Adobe Posts ‘Sneak Peek’ Video of Improved Photoshop Content Fill

Posted by at 10:21 am on February 16, 2012

In the latest of the series of “Sneak Peek” videos for Photoshop CS6 , Adobe Photoshop Senior Product Manager Bryan O’Neil Hughes demonstrates a substantially improved Content-Aware Fill technology that allow users to make easy, loose selections but still pull off substantial changes (such as moving people from one place to another or removing objects like power lines) and better choose how the fill works.

In the video (seen below), Hughes shows off abilities that are already accomplishable but very tricky, but are now made simple with the advanced technology that’s been integrated into the Content-Aware fill tool. In the demonstration, he shows the ability to now select from which area the fill should draw from rather than leaving it up to the program’s arbitrary choice, which could add artifacts and other unwanted errata.

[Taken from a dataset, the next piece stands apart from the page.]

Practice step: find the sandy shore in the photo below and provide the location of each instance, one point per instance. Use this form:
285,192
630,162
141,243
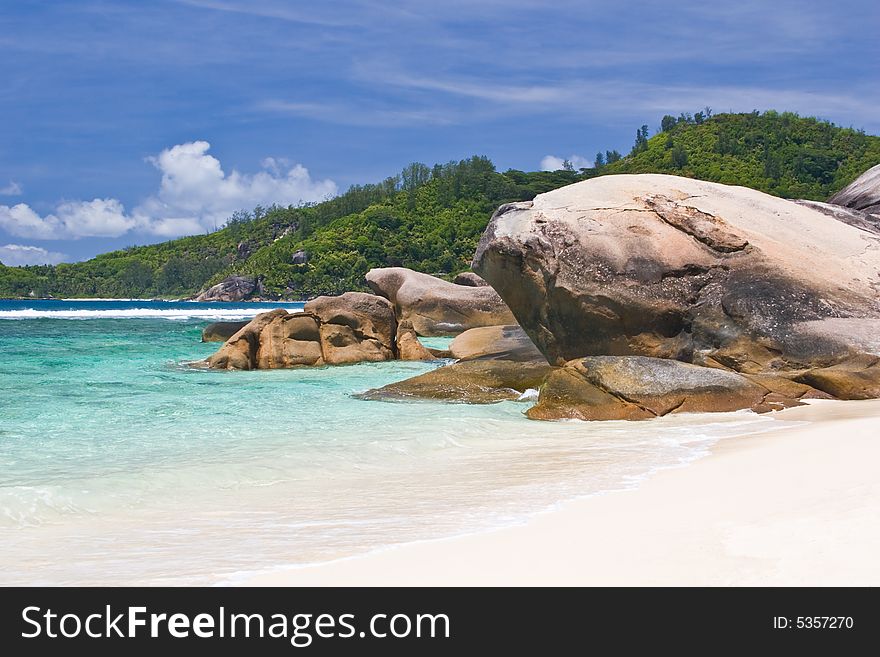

A second demonstration shows off a much more powerful use of Content-Aware fill: Hughes takes a photo in which a large object that dominates the photo is too far off to one side, makes a loose selection of the object and moves it to the center. Photoshop fills in the space altered by the removal seamlessly. This is later demonstrated again when a person is moved from one part of the photo to another.

Finally, changing the mode of the Content-Aware fill to “extend” allows users to make a rough selection of an item and lengthen it. This can be used to make people taller, to make backgrounds stretch on longer, to add background to help re-center a photo and much more. The video also showcases the new, darker UI (which can be adjusted or reverted as users desire). Content-aware fill made its debut in CS 5 two years ago.